I strongly object to the above statement that bounce back boundary conditions are not needed anymore. The strongest statement we can make at present is in some special flows alternatives to bounce back work better, or just as well, as bounce back. There are many alternative methods, the first that I’m aware of being Noble et al 1994, but there may be even earlier contributions. The most popular alternative is Zou and He’s non-equilibrium bounce-back. The paper referenced above seems to combine Zou and He with a different corner implementation, and the corner treatment appears to be identical to the earlier work of Bennet (Bennett 2010, Bennett et al 2012, Reis and Dellar 2012). The “moment-method” of Bennett appears in his 2010 thesis (freely available on the internet) and extra details can be found in material given at https://www.maths.ox.ac.uk/groups/occam/events/occam-lattice-boltzmann-workshop and https://www.maths.ox.ac.uk/groups/occam/events/lattice-boltzmann-workshop (it may also be worth noting that Bennett showed what conditions are needed for corners when Zou and He method is used at boundaries)
Besides the point of giving credit where it is due, it can not be said that these alternatives, in general, are better than bounce back. They can all eliminate the slip error of bounce back, but so can an MRT/TRT method (when used with bounce back). Both are equally simple, but bounce back is more stable. If there is to be an advantage of the method of Bennett, then it is its generality. Still, its weaker stability for 2D flows remains. Note also that all these on-node methods that I have mentioned, including the one referenced above, are currently limited to very simple geometries which have boundaries sitting on grid points. Bounce-back and interpolation methods, however, have a simple extension.

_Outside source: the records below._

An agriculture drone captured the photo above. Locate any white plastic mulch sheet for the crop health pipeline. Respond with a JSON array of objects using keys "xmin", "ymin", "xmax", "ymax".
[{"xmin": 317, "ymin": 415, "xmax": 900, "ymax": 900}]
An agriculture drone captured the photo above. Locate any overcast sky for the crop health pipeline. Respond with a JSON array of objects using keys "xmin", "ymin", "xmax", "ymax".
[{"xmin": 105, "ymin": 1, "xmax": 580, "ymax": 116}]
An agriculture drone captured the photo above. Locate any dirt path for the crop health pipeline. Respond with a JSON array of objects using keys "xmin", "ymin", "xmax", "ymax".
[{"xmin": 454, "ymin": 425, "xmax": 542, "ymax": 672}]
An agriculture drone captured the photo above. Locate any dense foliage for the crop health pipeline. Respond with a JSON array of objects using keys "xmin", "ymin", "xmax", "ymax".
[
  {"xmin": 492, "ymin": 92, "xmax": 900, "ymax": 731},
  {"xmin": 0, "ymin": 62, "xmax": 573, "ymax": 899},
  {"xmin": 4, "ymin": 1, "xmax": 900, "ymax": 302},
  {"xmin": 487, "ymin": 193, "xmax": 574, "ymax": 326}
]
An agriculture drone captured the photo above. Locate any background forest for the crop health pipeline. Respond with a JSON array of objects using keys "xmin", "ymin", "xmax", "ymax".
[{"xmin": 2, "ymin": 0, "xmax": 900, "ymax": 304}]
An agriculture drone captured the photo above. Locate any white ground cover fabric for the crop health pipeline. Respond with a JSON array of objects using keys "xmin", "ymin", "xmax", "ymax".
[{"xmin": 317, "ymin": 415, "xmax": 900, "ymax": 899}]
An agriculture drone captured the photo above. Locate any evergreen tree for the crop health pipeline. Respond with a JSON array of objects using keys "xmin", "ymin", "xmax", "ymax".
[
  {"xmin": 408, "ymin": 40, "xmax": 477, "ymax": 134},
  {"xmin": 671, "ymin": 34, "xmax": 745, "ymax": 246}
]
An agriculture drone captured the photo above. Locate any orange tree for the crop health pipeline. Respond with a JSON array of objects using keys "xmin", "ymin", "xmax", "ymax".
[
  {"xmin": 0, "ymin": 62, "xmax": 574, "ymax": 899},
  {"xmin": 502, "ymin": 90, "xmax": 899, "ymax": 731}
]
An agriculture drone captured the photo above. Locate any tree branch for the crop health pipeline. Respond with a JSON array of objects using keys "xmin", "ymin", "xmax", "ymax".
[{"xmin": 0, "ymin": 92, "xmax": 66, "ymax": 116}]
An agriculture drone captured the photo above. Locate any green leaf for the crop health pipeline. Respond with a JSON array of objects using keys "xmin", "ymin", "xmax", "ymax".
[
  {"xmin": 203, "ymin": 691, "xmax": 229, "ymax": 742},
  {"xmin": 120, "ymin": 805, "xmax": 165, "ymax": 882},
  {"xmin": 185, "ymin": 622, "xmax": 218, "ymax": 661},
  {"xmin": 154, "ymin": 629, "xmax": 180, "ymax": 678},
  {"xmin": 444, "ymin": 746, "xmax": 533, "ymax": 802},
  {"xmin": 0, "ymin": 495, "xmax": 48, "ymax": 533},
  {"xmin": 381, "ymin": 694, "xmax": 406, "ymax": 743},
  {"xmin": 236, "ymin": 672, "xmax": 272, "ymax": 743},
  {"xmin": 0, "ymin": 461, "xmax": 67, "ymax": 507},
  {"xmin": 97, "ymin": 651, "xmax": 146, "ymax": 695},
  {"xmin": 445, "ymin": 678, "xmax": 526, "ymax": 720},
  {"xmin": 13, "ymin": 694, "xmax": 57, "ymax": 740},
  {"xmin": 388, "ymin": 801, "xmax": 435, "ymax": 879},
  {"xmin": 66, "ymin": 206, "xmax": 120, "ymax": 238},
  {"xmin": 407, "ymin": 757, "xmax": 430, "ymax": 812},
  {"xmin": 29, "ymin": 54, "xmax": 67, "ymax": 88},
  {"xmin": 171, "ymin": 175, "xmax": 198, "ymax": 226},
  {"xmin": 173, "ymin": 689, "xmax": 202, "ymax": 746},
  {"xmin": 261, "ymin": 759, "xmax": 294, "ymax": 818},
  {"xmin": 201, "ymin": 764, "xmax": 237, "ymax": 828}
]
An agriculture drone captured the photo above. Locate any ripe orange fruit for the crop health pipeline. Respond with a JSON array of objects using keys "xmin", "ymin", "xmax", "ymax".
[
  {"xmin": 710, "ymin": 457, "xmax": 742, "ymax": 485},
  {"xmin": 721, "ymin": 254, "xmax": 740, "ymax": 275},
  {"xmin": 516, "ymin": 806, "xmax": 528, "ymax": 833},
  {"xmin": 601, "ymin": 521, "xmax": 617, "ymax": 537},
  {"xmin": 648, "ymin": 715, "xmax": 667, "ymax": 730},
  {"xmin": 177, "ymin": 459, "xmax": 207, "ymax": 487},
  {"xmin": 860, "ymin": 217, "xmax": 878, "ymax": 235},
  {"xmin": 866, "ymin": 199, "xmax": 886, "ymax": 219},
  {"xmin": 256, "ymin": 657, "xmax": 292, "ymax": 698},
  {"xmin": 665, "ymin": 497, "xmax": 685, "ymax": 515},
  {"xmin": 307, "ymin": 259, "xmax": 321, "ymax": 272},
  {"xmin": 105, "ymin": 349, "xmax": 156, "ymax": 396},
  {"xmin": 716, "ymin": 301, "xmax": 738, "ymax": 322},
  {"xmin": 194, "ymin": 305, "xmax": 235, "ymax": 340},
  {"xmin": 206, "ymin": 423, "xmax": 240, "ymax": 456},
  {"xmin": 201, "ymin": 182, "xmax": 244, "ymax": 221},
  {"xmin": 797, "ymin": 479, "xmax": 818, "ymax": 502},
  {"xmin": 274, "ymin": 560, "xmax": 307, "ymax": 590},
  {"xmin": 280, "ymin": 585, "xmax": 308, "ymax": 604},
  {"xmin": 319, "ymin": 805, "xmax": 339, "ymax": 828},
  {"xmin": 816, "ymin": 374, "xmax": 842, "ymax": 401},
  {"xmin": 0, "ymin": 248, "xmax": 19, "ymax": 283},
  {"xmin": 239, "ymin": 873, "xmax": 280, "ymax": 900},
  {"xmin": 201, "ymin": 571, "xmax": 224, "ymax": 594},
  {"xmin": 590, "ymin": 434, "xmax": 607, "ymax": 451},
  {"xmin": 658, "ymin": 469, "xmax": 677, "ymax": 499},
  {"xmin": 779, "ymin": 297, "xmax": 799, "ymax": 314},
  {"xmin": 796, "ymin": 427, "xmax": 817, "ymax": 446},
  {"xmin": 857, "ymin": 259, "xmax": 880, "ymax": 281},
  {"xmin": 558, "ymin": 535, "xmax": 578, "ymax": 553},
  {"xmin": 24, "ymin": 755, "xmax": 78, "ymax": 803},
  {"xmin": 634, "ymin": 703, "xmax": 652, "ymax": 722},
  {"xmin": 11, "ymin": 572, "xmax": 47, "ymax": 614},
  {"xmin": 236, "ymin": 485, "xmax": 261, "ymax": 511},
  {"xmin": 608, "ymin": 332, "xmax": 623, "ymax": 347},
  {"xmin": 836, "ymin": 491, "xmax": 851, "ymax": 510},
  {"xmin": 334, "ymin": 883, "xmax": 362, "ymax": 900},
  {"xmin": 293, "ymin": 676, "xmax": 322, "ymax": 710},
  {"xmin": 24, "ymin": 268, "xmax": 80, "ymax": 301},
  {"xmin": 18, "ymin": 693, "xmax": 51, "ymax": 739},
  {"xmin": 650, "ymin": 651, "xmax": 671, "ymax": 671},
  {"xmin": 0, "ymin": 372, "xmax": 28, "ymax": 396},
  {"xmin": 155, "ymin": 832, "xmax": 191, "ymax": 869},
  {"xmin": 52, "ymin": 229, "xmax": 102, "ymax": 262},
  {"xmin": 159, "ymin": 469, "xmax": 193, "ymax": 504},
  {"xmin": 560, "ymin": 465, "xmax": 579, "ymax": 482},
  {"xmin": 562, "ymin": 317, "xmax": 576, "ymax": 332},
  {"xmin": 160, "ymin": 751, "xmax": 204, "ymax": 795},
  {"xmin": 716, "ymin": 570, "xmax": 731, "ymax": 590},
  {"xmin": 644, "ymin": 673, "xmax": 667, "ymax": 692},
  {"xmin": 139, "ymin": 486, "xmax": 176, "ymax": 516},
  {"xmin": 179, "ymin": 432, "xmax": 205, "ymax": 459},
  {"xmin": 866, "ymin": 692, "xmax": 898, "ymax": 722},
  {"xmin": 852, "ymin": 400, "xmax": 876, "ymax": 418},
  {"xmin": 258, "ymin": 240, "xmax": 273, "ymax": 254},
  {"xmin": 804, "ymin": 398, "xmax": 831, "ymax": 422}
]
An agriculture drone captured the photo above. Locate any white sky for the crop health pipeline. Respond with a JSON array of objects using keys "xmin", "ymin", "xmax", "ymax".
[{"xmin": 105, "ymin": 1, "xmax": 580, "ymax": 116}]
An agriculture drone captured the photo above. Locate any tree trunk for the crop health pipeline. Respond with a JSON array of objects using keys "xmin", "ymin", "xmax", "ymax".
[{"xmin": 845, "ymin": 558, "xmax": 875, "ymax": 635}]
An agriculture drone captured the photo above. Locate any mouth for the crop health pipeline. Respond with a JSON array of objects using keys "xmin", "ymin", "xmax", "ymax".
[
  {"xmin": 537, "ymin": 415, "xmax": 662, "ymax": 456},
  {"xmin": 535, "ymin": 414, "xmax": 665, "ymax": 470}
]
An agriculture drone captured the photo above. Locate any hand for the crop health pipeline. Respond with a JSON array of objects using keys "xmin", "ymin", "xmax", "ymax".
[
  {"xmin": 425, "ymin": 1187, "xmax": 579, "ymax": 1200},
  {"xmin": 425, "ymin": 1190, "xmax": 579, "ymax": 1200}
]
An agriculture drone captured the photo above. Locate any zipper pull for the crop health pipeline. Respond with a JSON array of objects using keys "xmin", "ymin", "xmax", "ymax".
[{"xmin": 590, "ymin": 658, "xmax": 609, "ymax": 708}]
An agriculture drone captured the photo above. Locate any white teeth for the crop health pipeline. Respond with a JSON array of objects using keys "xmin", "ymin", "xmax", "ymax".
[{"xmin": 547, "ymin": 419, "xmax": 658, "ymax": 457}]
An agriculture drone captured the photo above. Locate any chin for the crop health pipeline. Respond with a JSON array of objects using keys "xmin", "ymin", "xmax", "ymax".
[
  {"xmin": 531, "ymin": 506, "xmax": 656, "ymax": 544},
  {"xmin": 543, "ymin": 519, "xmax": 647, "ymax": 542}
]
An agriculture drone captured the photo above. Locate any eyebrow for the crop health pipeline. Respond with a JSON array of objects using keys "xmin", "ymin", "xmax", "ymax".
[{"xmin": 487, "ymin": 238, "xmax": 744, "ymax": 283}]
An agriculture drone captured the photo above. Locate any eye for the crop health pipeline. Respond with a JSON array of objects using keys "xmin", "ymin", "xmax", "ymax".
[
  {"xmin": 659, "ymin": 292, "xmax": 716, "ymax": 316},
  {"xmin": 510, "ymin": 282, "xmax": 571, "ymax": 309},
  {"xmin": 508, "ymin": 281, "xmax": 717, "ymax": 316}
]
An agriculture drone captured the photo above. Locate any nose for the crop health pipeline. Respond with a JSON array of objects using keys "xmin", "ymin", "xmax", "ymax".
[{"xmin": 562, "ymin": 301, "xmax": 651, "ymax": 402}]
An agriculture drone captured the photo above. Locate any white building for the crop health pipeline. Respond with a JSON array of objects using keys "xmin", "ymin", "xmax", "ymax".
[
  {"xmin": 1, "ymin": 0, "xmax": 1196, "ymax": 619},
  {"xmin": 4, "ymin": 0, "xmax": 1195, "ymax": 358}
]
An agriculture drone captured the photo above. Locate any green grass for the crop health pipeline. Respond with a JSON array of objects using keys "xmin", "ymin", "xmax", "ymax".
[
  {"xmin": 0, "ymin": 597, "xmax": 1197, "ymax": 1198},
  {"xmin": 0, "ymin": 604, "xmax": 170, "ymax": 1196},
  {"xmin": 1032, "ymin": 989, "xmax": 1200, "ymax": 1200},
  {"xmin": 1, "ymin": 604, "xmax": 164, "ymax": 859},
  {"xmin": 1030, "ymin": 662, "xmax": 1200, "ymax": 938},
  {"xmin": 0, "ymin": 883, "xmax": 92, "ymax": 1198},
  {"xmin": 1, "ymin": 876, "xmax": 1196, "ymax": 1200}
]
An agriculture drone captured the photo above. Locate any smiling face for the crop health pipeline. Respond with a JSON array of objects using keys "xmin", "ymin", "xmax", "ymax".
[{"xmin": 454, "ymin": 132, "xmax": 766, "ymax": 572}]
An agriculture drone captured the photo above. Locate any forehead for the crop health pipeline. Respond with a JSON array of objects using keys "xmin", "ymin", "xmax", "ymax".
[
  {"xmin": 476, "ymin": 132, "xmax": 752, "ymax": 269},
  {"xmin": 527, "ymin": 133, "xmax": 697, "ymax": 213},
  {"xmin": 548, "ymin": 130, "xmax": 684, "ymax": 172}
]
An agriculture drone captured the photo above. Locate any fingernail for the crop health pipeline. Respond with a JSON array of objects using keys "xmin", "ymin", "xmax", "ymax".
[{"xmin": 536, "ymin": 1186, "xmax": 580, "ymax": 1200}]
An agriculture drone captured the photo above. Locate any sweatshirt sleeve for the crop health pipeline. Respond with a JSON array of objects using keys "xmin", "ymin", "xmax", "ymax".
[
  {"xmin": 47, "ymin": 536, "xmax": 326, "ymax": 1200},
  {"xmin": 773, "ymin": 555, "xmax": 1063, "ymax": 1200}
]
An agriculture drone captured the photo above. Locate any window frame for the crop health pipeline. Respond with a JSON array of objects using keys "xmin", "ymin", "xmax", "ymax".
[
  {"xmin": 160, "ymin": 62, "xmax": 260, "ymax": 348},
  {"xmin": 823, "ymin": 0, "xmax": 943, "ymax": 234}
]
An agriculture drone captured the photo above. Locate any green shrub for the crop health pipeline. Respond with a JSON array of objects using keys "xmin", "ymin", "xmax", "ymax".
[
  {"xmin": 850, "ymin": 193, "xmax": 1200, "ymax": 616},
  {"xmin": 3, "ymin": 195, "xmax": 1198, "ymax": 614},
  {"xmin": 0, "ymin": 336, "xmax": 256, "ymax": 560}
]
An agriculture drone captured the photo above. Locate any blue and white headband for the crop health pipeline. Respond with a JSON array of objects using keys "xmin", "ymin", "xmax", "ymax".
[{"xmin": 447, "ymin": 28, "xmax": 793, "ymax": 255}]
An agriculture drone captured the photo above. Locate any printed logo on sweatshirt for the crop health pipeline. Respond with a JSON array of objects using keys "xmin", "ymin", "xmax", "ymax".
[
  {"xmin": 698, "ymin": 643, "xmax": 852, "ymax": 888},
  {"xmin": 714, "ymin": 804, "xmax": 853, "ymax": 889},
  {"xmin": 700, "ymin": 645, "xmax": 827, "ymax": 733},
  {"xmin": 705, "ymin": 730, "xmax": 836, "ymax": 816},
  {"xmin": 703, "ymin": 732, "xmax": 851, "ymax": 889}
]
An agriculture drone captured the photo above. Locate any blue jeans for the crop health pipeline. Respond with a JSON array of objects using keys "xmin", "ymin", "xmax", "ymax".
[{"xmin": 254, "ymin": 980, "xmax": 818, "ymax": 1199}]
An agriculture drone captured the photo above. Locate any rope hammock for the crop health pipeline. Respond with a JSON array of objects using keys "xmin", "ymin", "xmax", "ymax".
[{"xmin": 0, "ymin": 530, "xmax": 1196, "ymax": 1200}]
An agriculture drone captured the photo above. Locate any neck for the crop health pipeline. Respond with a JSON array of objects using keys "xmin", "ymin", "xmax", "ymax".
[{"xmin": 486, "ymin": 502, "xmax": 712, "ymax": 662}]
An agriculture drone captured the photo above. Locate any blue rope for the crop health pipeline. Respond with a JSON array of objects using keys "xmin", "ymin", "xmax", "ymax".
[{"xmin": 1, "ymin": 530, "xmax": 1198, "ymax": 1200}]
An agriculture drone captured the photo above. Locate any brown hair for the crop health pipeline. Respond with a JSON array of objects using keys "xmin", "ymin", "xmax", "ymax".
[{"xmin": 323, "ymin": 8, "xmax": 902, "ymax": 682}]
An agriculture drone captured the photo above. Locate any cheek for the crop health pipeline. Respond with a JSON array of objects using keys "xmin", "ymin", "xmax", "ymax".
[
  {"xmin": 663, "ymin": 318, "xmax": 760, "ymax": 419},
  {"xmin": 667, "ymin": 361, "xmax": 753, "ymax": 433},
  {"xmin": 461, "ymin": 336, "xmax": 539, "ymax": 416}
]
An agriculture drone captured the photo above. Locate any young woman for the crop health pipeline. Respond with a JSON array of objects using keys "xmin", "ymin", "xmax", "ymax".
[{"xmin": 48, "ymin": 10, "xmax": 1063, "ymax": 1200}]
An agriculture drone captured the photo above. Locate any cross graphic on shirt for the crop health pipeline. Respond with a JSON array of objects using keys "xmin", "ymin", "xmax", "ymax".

My apologies for the negative tone of the previous long paragraphs, but I feel compelled to summarise: it is not fair nor justified to make a sweeping statement about bounce back. At the very least, a comparison of the methods using a simple 2D flow (say lid driven cavity or flow over an obstacle) with identical parameters is needed. And even then, appropriate conditions are likely to be problem-dependent. No method is perfect, despite what the marketing and advertising might try to suggest, and you have to be aware of the pros and cons of your model.
Back to the original post. Erlend’s reply is completely correct: f^1 contains gradients of the conserved variables. With reference again to “alternative” boundary conditions, this time for inflow/outflow, Zou and He schemes , Bennett’s moment method, and the referenced, rely on us knowing what either the velocity profile or the pressure (density) is at the entrance and exit. This is often not know. However, Inlet/outlet based on f can interpolate/extrapolate to impose zero flux conditions (while being consistent with the Chapman-Enskog solution). I think the moment method could also be used to impose a no flow exit condition, but as far as know its success has not yet be assessed. Moreover, none of the “alternatives” (ie all those other then inflow/outflow based on f and the Chapman-Enskog solution of f) take higher order contributions (from Chapman-Enskog/asymptotic analysis) and moments into consideration (they cannot - you have 3 unknowns but 9 moments) and are thus often unstable and/or inaccurate for all but this simplest flows).
People like Junk have done some very nice work on consistent inflow/outflow conditions which you may find useful.
Good luck!